With ddPCR water testing, Li said it’s possible to achieve a higher level of sensitivity and accuracy, making it possible to detect even a few bacteria in large volumes of water. 

The team at FLC aims to create an integrated, portable box that combines a homemade PCR thermocycler and optical detector for droplet digital PCR (ddPCR), dramatically reducing costs and improving accessibility. This open-source ddPCR system will enable precise detection of bacteria and pathogens in water samples, offering a practical solution for field workers and researchers alike.

“This could be a great contribution to this field of study,” he said.

Since the project began around 2019, Li said more than 15 undergraduate FLC students have participated, many of whom went on to work at major national laboratories such as Sandia National Laboratories and Los Alamos National Laboratory, both located in New Mexico.

Because the advancement of this particular water sampling method involves several different fields of study, it has allowed students from a range of diverse backgrounds and interests to participate and hone their skills.

“It’s important to advance science, but as an educator and researcher at FLC, it’s more important to serve the students and their career path,” Li said. “These students were trained by the work in this project, they can apply skills directly to what they want to pursue in their careers and get good jobs. That's the most significant outcome.”

As another benefit, Li said, the project emphasizes community outreach and education, collaborating with local environmental non-profits, high schools, and Native American tribes to highlight the importance of water resource protection. Li said presentations are planned at Diné College in Arizona as well as Navajo Technical University and Southwestern Indian Polytechnic Institute in New Mexico.

Upon completion, the project expects to validate the ddPCR system with samples from the Animas River in Durango, publish its findings, and host educational workshops to engage and train the next generation of environmental professionals.

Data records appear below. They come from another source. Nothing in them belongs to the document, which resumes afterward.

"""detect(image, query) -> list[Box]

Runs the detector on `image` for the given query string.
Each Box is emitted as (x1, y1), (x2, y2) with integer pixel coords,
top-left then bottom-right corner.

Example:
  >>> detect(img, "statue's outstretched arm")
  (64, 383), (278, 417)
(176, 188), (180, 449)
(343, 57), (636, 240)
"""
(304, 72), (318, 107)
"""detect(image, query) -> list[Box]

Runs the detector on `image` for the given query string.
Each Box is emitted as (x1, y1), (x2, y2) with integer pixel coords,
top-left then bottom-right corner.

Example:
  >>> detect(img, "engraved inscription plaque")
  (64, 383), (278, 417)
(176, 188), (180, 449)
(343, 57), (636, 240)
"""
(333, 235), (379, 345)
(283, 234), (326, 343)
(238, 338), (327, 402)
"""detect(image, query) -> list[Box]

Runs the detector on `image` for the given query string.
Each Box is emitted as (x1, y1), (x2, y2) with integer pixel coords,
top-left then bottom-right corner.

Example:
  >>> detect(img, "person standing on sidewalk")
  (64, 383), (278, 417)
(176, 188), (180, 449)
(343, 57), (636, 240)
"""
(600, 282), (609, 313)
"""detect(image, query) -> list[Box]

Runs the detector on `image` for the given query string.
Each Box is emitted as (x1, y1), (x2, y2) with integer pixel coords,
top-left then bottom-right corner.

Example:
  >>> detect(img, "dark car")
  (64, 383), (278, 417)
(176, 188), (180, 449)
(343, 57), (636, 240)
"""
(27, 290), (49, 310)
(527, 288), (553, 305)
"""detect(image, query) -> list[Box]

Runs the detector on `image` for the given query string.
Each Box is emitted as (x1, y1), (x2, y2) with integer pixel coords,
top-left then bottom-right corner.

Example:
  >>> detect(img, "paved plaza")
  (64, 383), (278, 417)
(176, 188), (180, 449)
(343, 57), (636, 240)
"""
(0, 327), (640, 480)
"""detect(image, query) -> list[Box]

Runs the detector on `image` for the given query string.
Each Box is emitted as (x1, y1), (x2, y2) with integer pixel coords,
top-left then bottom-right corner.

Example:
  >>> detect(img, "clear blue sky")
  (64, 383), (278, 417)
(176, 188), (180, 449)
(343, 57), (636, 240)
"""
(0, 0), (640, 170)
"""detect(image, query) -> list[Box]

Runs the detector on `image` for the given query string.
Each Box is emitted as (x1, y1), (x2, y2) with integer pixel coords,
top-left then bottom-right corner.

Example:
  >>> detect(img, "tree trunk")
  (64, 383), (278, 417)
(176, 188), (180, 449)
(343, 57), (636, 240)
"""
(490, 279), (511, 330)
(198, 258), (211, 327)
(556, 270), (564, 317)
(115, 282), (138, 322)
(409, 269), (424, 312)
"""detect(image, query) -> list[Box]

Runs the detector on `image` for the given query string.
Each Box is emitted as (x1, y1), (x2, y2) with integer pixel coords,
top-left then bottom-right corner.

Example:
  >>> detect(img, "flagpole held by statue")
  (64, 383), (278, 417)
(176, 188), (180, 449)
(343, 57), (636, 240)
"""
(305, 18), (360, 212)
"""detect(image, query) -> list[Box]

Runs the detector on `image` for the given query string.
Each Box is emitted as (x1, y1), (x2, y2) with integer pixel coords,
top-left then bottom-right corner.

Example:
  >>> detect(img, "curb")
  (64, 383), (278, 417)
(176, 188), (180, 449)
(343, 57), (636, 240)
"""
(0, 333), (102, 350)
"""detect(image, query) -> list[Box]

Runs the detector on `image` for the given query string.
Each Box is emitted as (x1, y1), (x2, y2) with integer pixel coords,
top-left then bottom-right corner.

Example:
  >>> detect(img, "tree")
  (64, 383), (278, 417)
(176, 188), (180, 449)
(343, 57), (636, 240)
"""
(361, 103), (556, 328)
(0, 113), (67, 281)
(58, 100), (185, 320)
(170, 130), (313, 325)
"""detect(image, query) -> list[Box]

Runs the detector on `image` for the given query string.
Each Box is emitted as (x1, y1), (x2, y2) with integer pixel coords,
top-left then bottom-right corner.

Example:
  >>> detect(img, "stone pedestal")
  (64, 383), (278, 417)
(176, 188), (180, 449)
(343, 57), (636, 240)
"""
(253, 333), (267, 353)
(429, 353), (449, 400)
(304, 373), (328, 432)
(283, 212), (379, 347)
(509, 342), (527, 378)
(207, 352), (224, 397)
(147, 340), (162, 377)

Chris Frey, assistant administrator for EPA’s Office of Research and Development, added: “EPA is pleased to mark the 20th anniversary of our P3 program by announcing this impressive round of projects that are tackling critical issues such as removing PFAS from water, combating harmful algal blooms, and materials recovery and reuse,” he said. “I commend these hardworking and creative students and look forward to seeing the results of their innovative projects that are addressing some of our thorniest sustainability and environmental challenges.”